I wanted to find a way to ask Masha what the fuck was happening, but she was still surrounded by an impenetrable wall of sailing enthusiasts, and I was suddenly distracted by the arrival of a new bartender. A new bartender! A mustachioed, ballcap-wearing, tattooed, My Name Is Earl-type, named Berto. At last, I thought, KJ gets some help! But instead of double-teaming it, she started to close down and go off shift.
“Excuse me,” I asked her as she passed me on her way out: “Can I confirm? Were you really just pouring the drinks, making the sandwiches, busing the tables, working the DJ booth, cleaning up messes and managing the customers, all at once?”
“Oh, yes,” she said. “It’s fun.”
It turns out they weren’t short-staffed — this is the way it works. Each bartender comes in, and runs everything. “It’s doable,” she said. “It only gets crazy when the Warriors play.”
I get the appeal of running your own shop, really making the space yours for a while — to turn it into a kind of song of yourself — but that still seems like a hell of a lot of work. I’m not sure if it’s art or exploitation.
It was Berto’s turn to create his song of himself, and he was changing things up. The music suddenly veered from metal to country, with a lot of horns, played at top volume.
This switch distracted the sailing swarm, and so I took the opportunity to lean over to Masha and ask what the hell just happened. Had she been expecting to be mobbed by sailing enthusiasts when she’d sat down at the bar?
“No, I was very surprised,” she said, but she didn’t mind, because apparently, she is actually interested in sailing.
Talking to her attracted Jonathan’s attention, and he explained that there are a bunch of regulars who all have boats, and they often meet at Gestalt during happy hour instead of at the yacht clubs where their boats are docked, because it’s easier to meet new people to go sailing with this way.
“You didn’t know this was a sailor bar, did you?” he asked me, needing to shout because the country music was so loud.
I had not.
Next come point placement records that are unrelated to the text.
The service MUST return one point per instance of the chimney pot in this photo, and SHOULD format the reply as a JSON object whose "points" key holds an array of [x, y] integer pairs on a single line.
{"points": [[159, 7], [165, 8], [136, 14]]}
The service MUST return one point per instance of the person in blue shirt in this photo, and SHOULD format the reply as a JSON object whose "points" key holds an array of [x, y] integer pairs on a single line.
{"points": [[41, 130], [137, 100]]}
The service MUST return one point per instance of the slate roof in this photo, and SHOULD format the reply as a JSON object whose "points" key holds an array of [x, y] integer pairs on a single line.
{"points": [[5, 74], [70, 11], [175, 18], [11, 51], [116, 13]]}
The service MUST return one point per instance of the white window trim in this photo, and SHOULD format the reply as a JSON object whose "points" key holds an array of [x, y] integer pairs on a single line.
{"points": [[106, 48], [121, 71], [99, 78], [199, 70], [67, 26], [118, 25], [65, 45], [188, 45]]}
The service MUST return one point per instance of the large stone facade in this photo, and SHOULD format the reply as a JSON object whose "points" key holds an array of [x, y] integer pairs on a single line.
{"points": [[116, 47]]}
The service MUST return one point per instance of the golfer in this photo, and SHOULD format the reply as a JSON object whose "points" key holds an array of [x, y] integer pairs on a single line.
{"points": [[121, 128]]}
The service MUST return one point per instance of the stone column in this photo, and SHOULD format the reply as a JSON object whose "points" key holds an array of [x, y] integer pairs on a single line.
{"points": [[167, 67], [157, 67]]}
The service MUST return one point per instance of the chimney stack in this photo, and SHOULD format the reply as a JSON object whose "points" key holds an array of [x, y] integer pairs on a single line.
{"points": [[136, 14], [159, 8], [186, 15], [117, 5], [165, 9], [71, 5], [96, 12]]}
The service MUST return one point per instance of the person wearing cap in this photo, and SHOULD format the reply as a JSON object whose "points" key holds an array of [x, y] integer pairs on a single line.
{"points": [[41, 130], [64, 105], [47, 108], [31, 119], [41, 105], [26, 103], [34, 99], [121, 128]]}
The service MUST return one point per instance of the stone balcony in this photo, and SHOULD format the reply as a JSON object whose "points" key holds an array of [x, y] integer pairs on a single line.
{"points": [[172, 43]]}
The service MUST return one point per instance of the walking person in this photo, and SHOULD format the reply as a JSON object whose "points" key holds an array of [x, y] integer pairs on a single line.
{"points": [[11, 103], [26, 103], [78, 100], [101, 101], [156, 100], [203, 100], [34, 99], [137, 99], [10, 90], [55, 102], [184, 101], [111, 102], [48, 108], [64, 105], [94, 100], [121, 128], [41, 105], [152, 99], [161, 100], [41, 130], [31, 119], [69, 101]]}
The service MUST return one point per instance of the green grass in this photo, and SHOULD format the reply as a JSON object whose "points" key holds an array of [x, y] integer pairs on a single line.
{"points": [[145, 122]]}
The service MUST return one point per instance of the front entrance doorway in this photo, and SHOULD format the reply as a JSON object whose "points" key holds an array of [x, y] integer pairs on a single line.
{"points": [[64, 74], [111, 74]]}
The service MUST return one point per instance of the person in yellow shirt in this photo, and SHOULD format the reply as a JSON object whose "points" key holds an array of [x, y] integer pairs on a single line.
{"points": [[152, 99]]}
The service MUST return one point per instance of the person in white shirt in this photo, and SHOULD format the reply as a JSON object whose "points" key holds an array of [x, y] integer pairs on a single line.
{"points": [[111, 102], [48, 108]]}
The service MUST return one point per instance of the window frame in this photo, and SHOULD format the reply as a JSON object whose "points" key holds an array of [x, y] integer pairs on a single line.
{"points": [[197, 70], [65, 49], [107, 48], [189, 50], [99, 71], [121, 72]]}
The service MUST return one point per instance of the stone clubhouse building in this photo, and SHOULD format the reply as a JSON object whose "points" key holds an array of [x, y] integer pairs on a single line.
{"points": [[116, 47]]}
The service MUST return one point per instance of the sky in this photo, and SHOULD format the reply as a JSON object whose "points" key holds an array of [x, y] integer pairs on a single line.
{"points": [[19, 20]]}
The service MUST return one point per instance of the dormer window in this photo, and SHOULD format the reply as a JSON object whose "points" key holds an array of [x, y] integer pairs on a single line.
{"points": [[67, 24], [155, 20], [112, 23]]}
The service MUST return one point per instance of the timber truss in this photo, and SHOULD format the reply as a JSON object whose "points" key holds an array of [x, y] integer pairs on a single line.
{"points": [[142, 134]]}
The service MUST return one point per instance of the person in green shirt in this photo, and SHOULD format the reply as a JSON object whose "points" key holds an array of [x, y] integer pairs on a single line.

Amazingly, neither had Jonathan when he first walked in here, six years ago. He’d had no interest in sailing back then. But he met this group, and now he sails twice a week and is always looking for new blood.
That’s my phrase, not his, but God help me, this felt weirdly predatory. Like L. Ron Hubbard trying to sign me up for Amway. Not because he needed the money, but because this and Scientology are the only ways L. Ron Hubbard knows how to make friends.
“Are you part of Masha’s crew?” he asked me, by which he meant, “will she invite you to go sailing with us? Or do I need to?” It was my opportunity to become the new Jonathan. And I said “No! God, no!” With such speed and fervor that I think I offended Masha.
“We just met, right now,” she explained.
“Well,” Jonathan said, “people always think that it’s hard to get invited onto somebody’s boat. But no! If you own a boat, you want people! It’s like: Yes, come on board!”
He kept telling me all about sailing, and in the blink of an eye my night had somehow become a socially inept man explaining what people don’t understand about boat races and yacht clubs, as twangy country music asked if I can “hear my heat a’calling down the road” so loudly I actually couldn’t hear the pinball machines anymore, and suddenly I hated this bar. So much. I no longer wanted people to come as they are.
But Jonathan got Masha’s number, so it’s working for somebody. And Berto was singing along.